Türkiye ilk dalgayı iyi yöneten ülkelerden biri oldu.
Bunda sağlık sistemimizin güçlü oluşu kadar insanların kurallara uyarak kendilerini karantinaya almalarının da etkisi oldu.
Ancak yazla birlikte her şey unutuldu.
İşin kötüsü virüsle ilgili kaygılar da ortadan kalktı.
Ve bugünlere geldik.
Vaka sayısı günlük 3 binin üzerinde...
Test olmayıp dışarıda elini kolunu sallayan insanlarla birlikte bu rakamı en az 8 ile çarpmamız gerektiğini söylüyor uzmanlar...

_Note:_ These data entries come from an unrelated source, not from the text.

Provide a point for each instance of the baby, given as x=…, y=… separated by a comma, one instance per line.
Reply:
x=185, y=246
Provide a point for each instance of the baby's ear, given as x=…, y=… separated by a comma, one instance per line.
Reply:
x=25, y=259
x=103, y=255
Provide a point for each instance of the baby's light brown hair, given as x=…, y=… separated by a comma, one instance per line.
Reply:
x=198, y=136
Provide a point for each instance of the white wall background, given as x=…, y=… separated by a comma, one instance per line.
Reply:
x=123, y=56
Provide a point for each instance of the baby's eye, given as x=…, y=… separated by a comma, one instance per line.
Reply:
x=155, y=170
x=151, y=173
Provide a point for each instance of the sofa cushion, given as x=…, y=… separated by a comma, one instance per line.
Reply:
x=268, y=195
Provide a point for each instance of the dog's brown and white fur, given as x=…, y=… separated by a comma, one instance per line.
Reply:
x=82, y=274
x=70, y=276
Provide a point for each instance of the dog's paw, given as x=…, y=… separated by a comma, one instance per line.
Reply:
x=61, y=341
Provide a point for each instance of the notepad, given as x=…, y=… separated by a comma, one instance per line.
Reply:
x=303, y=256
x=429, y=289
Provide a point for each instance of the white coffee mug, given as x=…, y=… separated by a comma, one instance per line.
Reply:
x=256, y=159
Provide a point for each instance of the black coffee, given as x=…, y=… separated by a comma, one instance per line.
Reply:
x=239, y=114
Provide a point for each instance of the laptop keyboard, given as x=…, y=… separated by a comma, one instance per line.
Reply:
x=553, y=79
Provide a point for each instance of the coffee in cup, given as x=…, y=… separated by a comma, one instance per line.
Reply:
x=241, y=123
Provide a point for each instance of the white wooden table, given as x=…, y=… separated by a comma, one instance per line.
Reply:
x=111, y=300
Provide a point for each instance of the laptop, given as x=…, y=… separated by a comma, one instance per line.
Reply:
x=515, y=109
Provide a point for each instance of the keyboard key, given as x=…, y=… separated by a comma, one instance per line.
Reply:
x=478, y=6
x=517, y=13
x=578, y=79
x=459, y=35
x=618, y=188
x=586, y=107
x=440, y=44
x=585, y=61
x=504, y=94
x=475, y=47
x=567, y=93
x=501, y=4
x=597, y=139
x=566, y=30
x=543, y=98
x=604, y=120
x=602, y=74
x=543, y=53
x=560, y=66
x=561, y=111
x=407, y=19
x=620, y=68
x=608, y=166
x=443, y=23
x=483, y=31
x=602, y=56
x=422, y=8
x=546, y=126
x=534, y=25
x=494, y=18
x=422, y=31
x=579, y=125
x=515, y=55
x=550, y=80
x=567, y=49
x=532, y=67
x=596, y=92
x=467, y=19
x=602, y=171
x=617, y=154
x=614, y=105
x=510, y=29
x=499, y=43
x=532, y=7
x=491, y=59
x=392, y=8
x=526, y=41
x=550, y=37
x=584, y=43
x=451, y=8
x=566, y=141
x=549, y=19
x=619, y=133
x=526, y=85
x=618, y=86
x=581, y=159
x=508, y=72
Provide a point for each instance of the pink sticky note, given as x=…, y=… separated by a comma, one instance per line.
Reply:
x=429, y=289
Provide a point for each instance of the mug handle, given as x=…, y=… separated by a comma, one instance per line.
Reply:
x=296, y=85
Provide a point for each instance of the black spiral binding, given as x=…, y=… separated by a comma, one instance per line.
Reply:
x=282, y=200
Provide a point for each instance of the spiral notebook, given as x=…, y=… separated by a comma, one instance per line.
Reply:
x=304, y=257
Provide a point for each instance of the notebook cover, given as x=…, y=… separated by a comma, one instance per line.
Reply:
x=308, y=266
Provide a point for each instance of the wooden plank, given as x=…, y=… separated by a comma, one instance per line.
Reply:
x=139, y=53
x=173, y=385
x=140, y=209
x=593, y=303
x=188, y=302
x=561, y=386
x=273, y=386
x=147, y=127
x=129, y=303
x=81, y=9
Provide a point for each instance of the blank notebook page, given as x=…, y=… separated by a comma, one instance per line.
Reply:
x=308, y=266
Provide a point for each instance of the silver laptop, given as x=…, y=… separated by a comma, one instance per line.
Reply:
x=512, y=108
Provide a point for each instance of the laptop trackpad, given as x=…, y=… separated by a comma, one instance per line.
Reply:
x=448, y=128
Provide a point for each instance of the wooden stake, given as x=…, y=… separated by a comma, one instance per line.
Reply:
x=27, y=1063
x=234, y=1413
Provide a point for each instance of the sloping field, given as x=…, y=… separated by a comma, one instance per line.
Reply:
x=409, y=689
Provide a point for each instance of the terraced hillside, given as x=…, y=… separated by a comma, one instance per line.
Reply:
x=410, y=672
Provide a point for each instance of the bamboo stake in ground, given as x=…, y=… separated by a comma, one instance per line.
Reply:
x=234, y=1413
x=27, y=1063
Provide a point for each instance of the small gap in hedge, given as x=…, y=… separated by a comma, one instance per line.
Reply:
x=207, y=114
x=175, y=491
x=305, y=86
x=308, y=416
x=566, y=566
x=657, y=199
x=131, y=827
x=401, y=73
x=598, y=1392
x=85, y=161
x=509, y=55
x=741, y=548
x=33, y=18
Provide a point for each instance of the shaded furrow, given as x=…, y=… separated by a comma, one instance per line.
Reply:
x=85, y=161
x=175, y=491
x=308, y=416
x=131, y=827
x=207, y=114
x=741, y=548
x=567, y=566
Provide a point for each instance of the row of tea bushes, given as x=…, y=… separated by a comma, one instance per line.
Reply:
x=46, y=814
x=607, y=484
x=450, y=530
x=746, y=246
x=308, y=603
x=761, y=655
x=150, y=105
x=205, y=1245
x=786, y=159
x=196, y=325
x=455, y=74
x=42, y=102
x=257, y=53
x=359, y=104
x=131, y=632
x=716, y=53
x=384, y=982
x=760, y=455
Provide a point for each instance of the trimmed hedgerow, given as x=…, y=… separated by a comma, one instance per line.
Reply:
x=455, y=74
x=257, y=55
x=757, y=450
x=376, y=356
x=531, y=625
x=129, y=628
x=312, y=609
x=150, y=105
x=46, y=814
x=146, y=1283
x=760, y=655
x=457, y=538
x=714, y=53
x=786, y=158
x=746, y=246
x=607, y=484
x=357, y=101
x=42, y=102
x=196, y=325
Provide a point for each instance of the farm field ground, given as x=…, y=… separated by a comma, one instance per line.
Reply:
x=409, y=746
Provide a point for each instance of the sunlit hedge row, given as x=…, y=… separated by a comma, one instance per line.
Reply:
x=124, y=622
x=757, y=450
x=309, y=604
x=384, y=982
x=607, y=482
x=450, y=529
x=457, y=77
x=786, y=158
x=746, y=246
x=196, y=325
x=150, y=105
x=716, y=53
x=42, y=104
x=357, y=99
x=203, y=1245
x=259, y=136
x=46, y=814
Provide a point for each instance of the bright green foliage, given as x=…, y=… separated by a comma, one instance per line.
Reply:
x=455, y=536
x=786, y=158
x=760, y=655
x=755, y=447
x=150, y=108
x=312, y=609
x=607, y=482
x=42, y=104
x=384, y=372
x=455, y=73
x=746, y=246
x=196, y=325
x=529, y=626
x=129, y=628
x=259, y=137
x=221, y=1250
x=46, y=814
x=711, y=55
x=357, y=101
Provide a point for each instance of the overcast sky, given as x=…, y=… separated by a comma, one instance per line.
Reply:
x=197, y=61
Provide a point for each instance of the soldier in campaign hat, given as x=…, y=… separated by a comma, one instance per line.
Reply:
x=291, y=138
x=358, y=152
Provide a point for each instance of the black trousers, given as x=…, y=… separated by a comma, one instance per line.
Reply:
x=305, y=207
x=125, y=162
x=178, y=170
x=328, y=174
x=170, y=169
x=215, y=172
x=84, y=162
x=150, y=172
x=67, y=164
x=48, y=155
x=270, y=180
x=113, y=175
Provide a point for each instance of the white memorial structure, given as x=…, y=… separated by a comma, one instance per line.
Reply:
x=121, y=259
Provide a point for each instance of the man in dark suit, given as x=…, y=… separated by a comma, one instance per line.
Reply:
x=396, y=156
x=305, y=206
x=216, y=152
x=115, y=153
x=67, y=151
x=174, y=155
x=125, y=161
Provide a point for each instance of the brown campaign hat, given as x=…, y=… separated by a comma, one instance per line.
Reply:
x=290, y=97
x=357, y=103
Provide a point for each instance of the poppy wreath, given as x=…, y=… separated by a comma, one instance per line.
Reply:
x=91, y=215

Bazı insanlar bu artışa rağmen rahat hareket ediyor; bunu vakalara rağmen ölüm oranlarının düşük kalmasına bağlıyorlar. Ölüm oranları düşmüş olabilir. Ama koronavirüse yakalanmanın tek kötü sonucu ölüm değil. Zayıflatıcı semptomlar aylarca sürebiliyor ve bazı doktorlar bunların kalıcı sakatlığa yol açabileceğinden endişe ediyor. Ayrıca daha düşük ölüm oranları, vaka sayıları arttıkça ülke genelinde sürdürülmesi zor olacak yüksek bir bakım standardı da gerektiriyor.
O yüzden durum düşündüğümüzden daha endişe verici bir boyut kazanmış durumda.
Pandemide beni şaşırtan performanslardan birini Yunanistan gösterdi.
Onlar da bizim gibi sokaklarda yaşamayı sever, turizmde iddialıdırlar.